Si l'objectif des 10 000 contrats d'assistants médicaux signés n'a pas été atteint en 2024, la promesse d'une augmentation du nombre de patients suivis par les médecins généralistes semble tenue, avec une moyenne de 258 patients supplémentaires, si l'on en croit l'étude présentée par la caisse en décembre. Quels sont les freins qui demeurent ? Tous les médecins parviennent-ils vraiment à remplir leurs objectifs ? L'assistant médical est-il le remède miracle à la pénurie de médecins ? Egora a mené l'enquête pour mieux cerner la réalité derrière les chiffres.

"L'intuition de Nicolas Revel* était la bonne, maintenant on a la preuve que ça fonctionne." Plus de cinq ans après la création de l'aide à "l'embauche" d'un assistant médical**, l'heure est au bilan pour ce dispositif, censé libérer du temps médical. Et pour Marguerite Cazeneuve, numéro 2 de la Cnam, il est indéniablement positif. "Ça se vérifie sur tous les contrats", assure-t-elle à Egora. Des plus anciens au plus récents, "on n'a pas de contrat perdant, l'assistant médical, ça marche à tous les coups, si je puis dire".
Les chiffres présentés par la Cnam le 3 décembre dernier semblent confirmer les bénéfices tirés du dispositif par les premiers signataires***, ce qu'une étude avait montré dès 2022. "A l'époque, on nous avait dit : 'De toute façon, tous les médecins ont vu leur patientèle augmenter', retrace la directrice déléguée à l’organisation des soins. On a refait cette étude pour montrer que non seulement la patientèle des médecins ayant un assistant médical a augmenté dans l'absolu, mais aussi plus vite que la patientèle moyenne de tous les médecins."
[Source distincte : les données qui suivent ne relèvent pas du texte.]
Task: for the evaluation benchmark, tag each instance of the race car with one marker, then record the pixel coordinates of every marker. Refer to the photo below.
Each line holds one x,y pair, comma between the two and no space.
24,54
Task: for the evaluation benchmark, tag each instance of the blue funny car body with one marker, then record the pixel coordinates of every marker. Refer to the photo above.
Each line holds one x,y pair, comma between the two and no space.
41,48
En quatre ans, les 402 généralistes observés ont vu une hausse de 19.5% de leur patientèle, passant de 1318 patients MT en moyenne à 1576, révèle l'étude. C'est 11 points de plus que l'objectif moyen qui leur avait été fixé par la Cnam en contrepartie de l'aide financière. A titre de comparaison, la patientèle des médecins non signataires ne s'est accrue que de 6.6% sur la même période.
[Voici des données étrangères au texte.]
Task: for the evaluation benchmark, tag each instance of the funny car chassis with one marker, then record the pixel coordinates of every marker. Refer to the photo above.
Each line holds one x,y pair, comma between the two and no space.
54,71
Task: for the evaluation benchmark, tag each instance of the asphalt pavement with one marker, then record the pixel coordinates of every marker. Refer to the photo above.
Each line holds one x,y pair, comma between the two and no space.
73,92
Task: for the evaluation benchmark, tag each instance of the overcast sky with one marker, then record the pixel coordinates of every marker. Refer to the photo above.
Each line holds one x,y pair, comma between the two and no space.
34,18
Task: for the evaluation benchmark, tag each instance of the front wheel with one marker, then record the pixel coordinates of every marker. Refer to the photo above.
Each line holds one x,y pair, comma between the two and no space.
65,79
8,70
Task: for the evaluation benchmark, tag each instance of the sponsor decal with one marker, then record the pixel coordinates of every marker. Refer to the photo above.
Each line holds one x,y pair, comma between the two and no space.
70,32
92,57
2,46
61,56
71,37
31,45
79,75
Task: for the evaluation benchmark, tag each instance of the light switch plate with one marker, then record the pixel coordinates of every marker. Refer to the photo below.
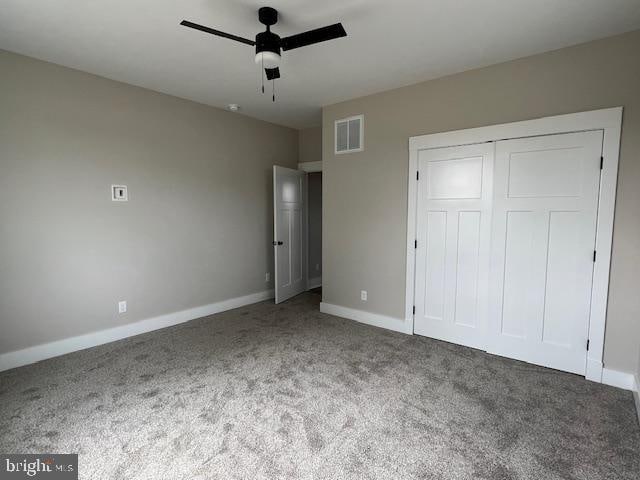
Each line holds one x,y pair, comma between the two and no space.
119,193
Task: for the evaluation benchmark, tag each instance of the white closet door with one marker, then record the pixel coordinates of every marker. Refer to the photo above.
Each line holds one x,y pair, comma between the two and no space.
543,237
453,235
289,193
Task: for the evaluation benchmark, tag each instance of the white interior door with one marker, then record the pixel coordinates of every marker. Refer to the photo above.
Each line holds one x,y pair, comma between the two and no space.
544,229
453,243
289,225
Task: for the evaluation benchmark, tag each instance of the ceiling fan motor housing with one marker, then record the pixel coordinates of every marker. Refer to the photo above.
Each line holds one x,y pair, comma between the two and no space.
267,42
268,16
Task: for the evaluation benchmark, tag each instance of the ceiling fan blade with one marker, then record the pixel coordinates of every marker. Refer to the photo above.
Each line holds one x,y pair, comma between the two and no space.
272,73
313,36
202,28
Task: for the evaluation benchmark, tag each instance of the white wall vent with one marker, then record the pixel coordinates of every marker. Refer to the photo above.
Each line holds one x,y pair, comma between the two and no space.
349,134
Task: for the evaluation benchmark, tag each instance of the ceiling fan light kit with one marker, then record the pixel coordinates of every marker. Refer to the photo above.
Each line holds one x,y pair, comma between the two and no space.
269,45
Même les généralistes dont l'activité initiale les plaçait au 95e percentile, ou au-delà, ont augmenté leur patientèle de 15.8% en moyenne, dépassant "largement" leur objectif qui était de la maintenir ou de l'accroître légèrement (+5%) pour ceux qui ont embauché un temps plein. "Ça booste particulièrement ceux qui avaient des petites patientèles mais en valeur absolue, c'est assez homogène, remarque Marguerite Cazeneuve. En moyenne, un assistant médical vous permet de prendre 260 patients en plus."
Patientèle et file active, des objectifs incompatibles
Mais tous les indicateurs ne sont pas au vert : l'étude révèle que globalement, les premiers généralistes signataires ne sont pas parvenus à atteindre leurs objectifs d'augmentation de la file active. En moyenne, le nombre de patients vus dans l'année a augmenté de 4.5%, en-deçà des +7.2% fixés par les contrats. Rien d'étonnant pour le Dr Richard Talbot, trésorier de la FMF. "Ces objectifs sont mutuellement incompatibles, pointe-t-il. Le bébé que vous prenez dans votre patientèle, il vous fait gagner une unité mais il vous prend 10 plages de consultation dans l'année, même chose pour les patients polypathologiques ou âgés."
La dernière convention a corrigé le tir : si l'objectif est atteint pour la patientèle MT mais que la file active se maintient (et vice versa), l'aide est maintenue en intégralité. "Le vrai sujet pour nous, c'est la patientèle MT. C'est ça qui est visé : avoir des patients qui sont suivis", appuie Marguerite Cazeneuve. Richard Talbot révèle toutefois que les premiers contrats ont une faille : "Les objectifs de file active ne sont pas opposables, j'ai rattrapé deux contrats comme ça", sourit-il.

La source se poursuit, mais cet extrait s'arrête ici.